On the streets of Sanyi, where transactions are conducted with cash and wood is judged on quality rather than legality, not everyone was convinced that the measures would make a difference. “Artists don’t like river wood,” said Lee, as it is considered harder to work with. He also questioned whether shop owners would feel the need to voluntarily license their wood to prove it does not come from poachers. “Buyers will buy wood without licenses,” he said. “They don’t care.”

Li Genzheng, a prominent Green Party figure and the head of environmental NGO Citizens of the Earth Taiwan, said he was dissatisfied with the current government’s licensing proposals. “The government should establish a system that demands an indication of source for all products; marks for place of origin,” he said.

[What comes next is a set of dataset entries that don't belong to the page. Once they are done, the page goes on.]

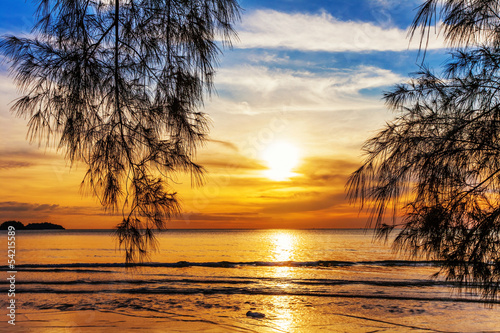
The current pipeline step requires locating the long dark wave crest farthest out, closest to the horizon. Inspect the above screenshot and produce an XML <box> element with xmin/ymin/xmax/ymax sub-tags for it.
<box><xmin>3</xmin><ymin>260</ymin><xmax>441</xmax><ymax>270</ymax></box>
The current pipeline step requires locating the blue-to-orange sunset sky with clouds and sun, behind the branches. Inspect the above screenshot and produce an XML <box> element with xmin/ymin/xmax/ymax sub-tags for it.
<box><xmin>0</xmin><ymin>0</ymin><xmax>446</xmax><ymax>229</ymax></box>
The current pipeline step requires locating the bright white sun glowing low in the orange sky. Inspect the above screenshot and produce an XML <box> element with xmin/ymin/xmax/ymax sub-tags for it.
<box><xmin>262</xmin><ymin>142</ymin><xmax>299</xmax><ymax>181</ymax></box>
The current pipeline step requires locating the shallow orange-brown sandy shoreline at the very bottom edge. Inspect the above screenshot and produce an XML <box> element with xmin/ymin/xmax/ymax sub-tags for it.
<box><xmin>2</xmin><ymin>303</ymin><xmax>500</xmax><ymax>333</ymax></box>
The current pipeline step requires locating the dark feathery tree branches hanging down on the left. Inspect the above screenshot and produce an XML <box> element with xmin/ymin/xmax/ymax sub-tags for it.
<box><xmin>0</xmin><ymin>0</ymin><xmax>239</xmax><ymax>263</ymax></box>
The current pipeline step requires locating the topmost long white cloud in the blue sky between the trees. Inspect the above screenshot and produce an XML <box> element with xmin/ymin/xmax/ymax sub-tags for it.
<box><xmin>234</xmin><ymin>10</ymin><xmax>444</xmax><ymax>52</ymax></box>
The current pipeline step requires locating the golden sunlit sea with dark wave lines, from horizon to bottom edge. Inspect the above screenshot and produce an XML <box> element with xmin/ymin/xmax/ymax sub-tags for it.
<box><xmin>0</xmin><ymin>230</ymin><xmax>500</xmax><ymax>332</ymax></box>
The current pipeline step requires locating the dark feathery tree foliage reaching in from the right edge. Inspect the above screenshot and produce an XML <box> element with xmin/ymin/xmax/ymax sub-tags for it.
<box><xmin>347</xmin><ymin>0</ymin><xmax>500</xmax><ymax>301</ymax></box>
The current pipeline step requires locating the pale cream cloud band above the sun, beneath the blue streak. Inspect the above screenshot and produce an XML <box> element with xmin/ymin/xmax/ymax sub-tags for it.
<box><xmin>209</xmin><ymin>65</ymin><xmax>404</xmax><ymax>114</ymax></box>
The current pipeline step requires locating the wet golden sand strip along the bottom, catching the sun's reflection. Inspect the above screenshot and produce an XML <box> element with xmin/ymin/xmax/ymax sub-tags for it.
<box><xmin>2</xmin><ymin>298</ymin><xmax>500</xmax><ymax>333</ymax></box>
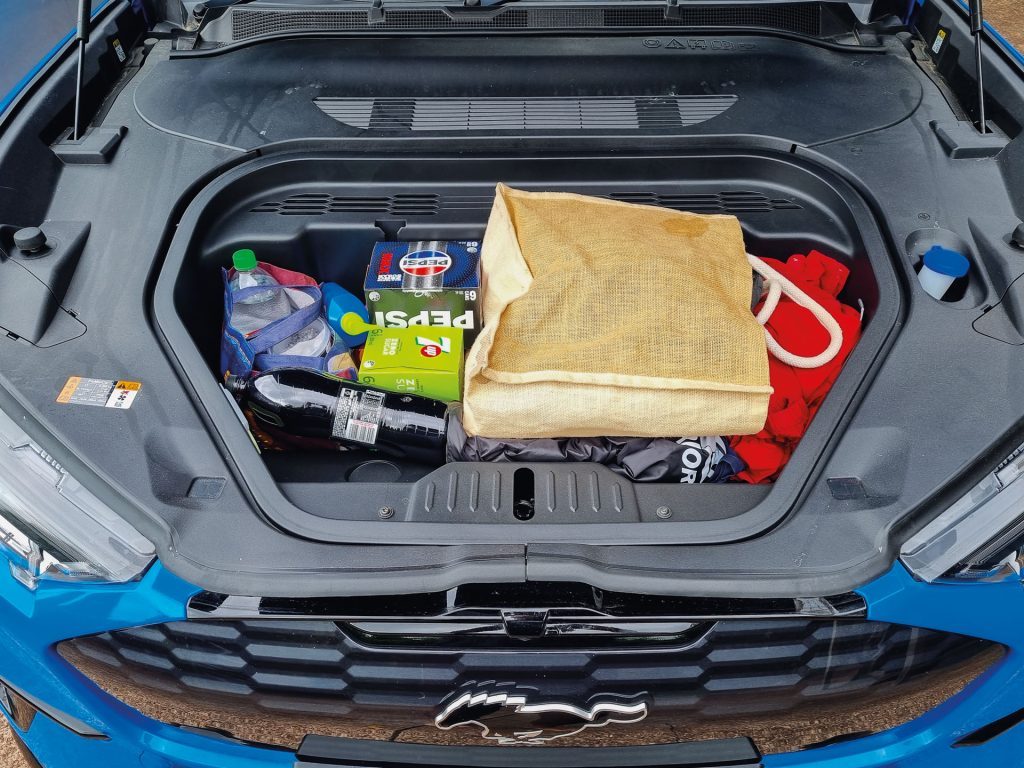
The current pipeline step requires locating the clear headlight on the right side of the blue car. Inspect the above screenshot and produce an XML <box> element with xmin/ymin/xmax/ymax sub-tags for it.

Yang, however, maintains faith that private citizens will fall in line with his agency’s approach. ”I think the people in Taiwan read a lot about forest issues, and are against illegal [practices],” he said. “Taiwan is a developed country. People are wise in making decisions.”

Taiwan’s Hinoki cypress, incense cedar, and camphor trees remain on the endangered list of the International Union for the Conservation of Nature. For poaching magnates, the timeless conifers remain a target of desire. As for Hoang’s family, they were left to wonder how the preservation of Taiwan’s threatened trees led to a conflict that took the life of a loved one.

“Hoang,” said Chang, “thought that, by coming here, he would have a better life.”

Hoang’s family members and friends gather for a ceremony in the clearing where his body was discovered. Photo by Kevin Chang.

Chang was in attendance on a quiet May morning when Hoang’s friends, sister, and one brother — the second oldest of the four, who had found his body — gathered in the same small clearing where Hoang had been discovered. After they paid their respects, Hoang’s body was transported to Taichung where, thousands of kilometers from his family in Ha Tinh, it remains until his autopsy results are released.

His sister has returned to her factory job. His brother, who came to visit his siblings just six days before Hoang leaped from the slope, has returned to Vietnam. The eldest brother, the first to come to Taiwan, did not attend the ceremony. He is a runaway worker himself, and nobody knows, or is willing to divulge, where he is.